Advancements in battery technology have developed smaller, lighter batteries with higher power density, such as lithium-ion (Li-ion) and Li-ion polymer (LiPo) batteries. Leveraging these advances necessitates miniaturizing associated circuitry to handle power demands efficiently. Components, such as Schottky rectifiers, are key in achieving this, as they effectively enhance power management and dissipate heat. Balancing power delivery relative to size is essential for maintaining both performance and reliability in modern electronics.
The pursuit of efficiency improvements in developing new consumer devices often involves only modest, incremental enhancements. Still, these improvements translate to consumer benefits like smaller, higher-performance products and give manufacturers a competitive edge.
Consumers expect their wearables, including smartwatches, fitness trackers, earbuds, Bluetooth headsets, and VR headsets, to continue to get smaller and lighter while delivering steadily improving performance. Meeting consumer expectations demands high power density, compact size, lightweight, and extended battery run times.

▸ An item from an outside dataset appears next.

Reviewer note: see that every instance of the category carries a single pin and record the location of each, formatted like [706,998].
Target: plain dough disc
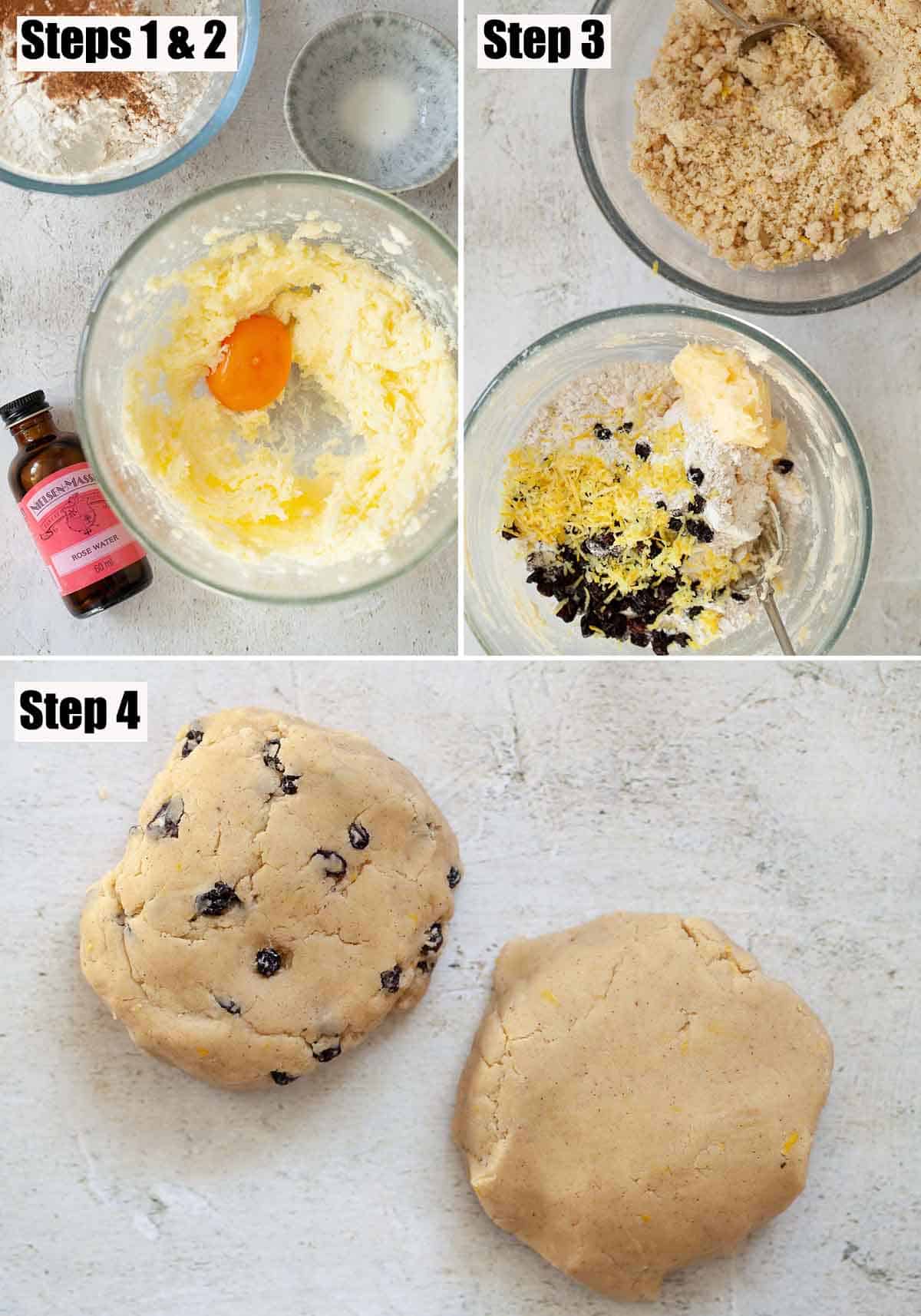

These requirements drive the need for innovative solutions in circuitry, batteries, and advanced component packaging.
Component packaging is crucial in determining device size, performance, and reliability. Traditional packaging is bulky and poses thermal challenges. In contrast, chip-scale packaging (CSP) minimizes the package size to nearly that of the chip itself, providing several benefits:
- Reduced footprint and profile: CSP occupies significantly less PCB space.
- Reduced weight: CSP is significantly lighter.
- Reduced environmental impact: Totally lead-free (Pb-free) and fully compliant with RoHS 3.0 standards.
- Improved thermal dissipation: Heat is efficiently directed through pads on the chip’s underside into the PCB, reducing thermal resistance and cooling budget.
- Enhanced performance and reliability: CSP components deliver higher power densities at cooler temperatures due to superior heat management.
To meet the needs of product designers, such as those for wearables, Diodes Incorporated has introduced a 2A Schottky trench rectifier, the SDT2U60CP3, packaged in the X3-DSN1406-2. It occupies only 3.4% of the PCB area required by larger SMB-packaged Schottky rectifier counterparts, significantly reducing the PCB space requirement. Weighing in at a mere 1mg, it is also 99% lighter, contributing to a lightweight design.
One important consideration when selecting a Schottky rectifier is the forward voltage drop (VF). This is especially important for blocking or reverse polarity protection circuits (Figure 1).
In these configurations, the rectifier protects against accidental reverse supply connection or blocking, for example, to prevent reverse battery discharge in portable applications. When used in wearable earbuds, the rectifier can prevent unintentional reverse polarity connections in the charging dock or prevent accidental battery discharge through the earbud charging pads.
When forward-biased, the rectifier conducts passing current to the load. However, the VF needs to be low enough that it does not have a discernible impact on the circuit, especially in mobile applications running on only a few volts.
A small value for VF is also important because it directly relates to power loss. The value is multiplied by the passing current to determine the loss in power dissipated as heat. This falls into the waste element mentioned earlier in the article. The SDT2U60CP3 achieves a typical VF of 0.51V, which is exceptionally low for its class and significantly reduces energy losses and thermal output.
Advancing wearable technology
Developing compact, lightweight, high-performance Schottky rectifiers represents a significant step forward for consumer electronics. By delivering industry-leading current density, these tiny rectifiers enable the design of smaller, more efficient devices with extended battery life and improved performance. As wearable technology and compact electronics evolve, integrating such advanced components will be key to meeting the demands of the next generation of consumer devices.